In support of this, the company has enhanced its retail capabilities, adding a One-Step Refund feature in addition to the previously launched Quick Resend service, and is also expanding the rollout of its Universal Customer ID to enable customers to be alerted when their remittance has been delivered as well as providing recommendations for recipients.

Western Union branded digital revenue saw solid growth in Q1 24
WU quarterly C2C revenue, split by digital and non-digital, 2022-2024

Middle East and the Americas drive WU’s regional growth

Looking geographically, Western Union’s C2C business was very much a story of two halves in Q1 2024. Middle East, Africa and South Asia (reported as MEASA) saw the strongest growth, increasing 16% YoY. This segment now accounts for 21% of the business, up from 19% a year ago.

Second was Latin America and the Caribbean (LACA), which saw 7% YoY growth in the quarter and now accounts for 12% of revenue, up from 11% in Q1 2023. North America (NA) also saw 2% growth in Q1 2024 and now accounts for 38% of revenue.
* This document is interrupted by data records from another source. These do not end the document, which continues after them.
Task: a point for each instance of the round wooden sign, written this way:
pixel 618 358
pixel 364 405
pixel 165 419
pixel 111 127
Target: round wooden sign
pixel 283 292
However, there were also several regions that saw significant drops in revenue. While Europe and the Commonwealth of Independent States (reported as EU & CIS) saw a contraction of -5%, Asia-Pacific (APAC) saw a reduction of -10% YoY. This underscores the fact that while WU has improved significantly compared to much of 2023, it still has some way to go to reach its goal of sustainable growth.
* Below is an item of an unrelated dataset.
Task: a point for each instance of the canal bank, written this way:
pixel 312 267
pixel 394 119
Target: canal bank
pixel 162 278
Western Union C2C revenues see growth in MEASA
Western Union consumer revenues split by region

Consumer Services gains key ground

A critical future focus for WU, however, is likely to be Consumer Services, a segment that until recently was reported as ‘Other’ on the company’s balance sheet. 

This covers additional consumer-focused products and in the past has largely focused on retail money orders and bill payments. In Q1 2024, Consumer Services saw revenue growth increase 5% year-on-year, or 8% on an adjusted basis, largely buoyed by its retail money order services. It also accounted for 8.3% of Western Union’s revenue – its highest so far.

However, the company is increasingly looking to grow this segment, targeting annual double-digit growth “for the foreseeable future” and has introduced several new services that have begun to contribute to revenue growth. These include foreign exchange, prepaid debit cards and digital wallets.

Consumer services takes growing share of WU revenue
WU quarterly revenue, split C2C and consumer services

While WU has been launching such services in some markets over the last 18 months, it gave a number of examples of key recent launches during the earnings call. These included the launch of its digital wallet in Brazil in April. This was its second in the LatAm region and one of the few countries where WU’s digital business is already larger than its retail business in terms of transactions.

It follows WU’s launch of a digital wallet in Argentina under the Pago Fácil brand in late 2023. Here, the company provided some first insights into its performance, with 100,000 wallet-based customers now onboarded. The company reported that 38% of inbound funds in Q1 came from redirects of inbound remittances, while 35% of active monthly users made a bill payment transaction and 28% added or took out cash. 

The company sees this type of relationship as key to creating a two-sided network with its customers, and believes that these kinds of approaches are key to improving retention in the future.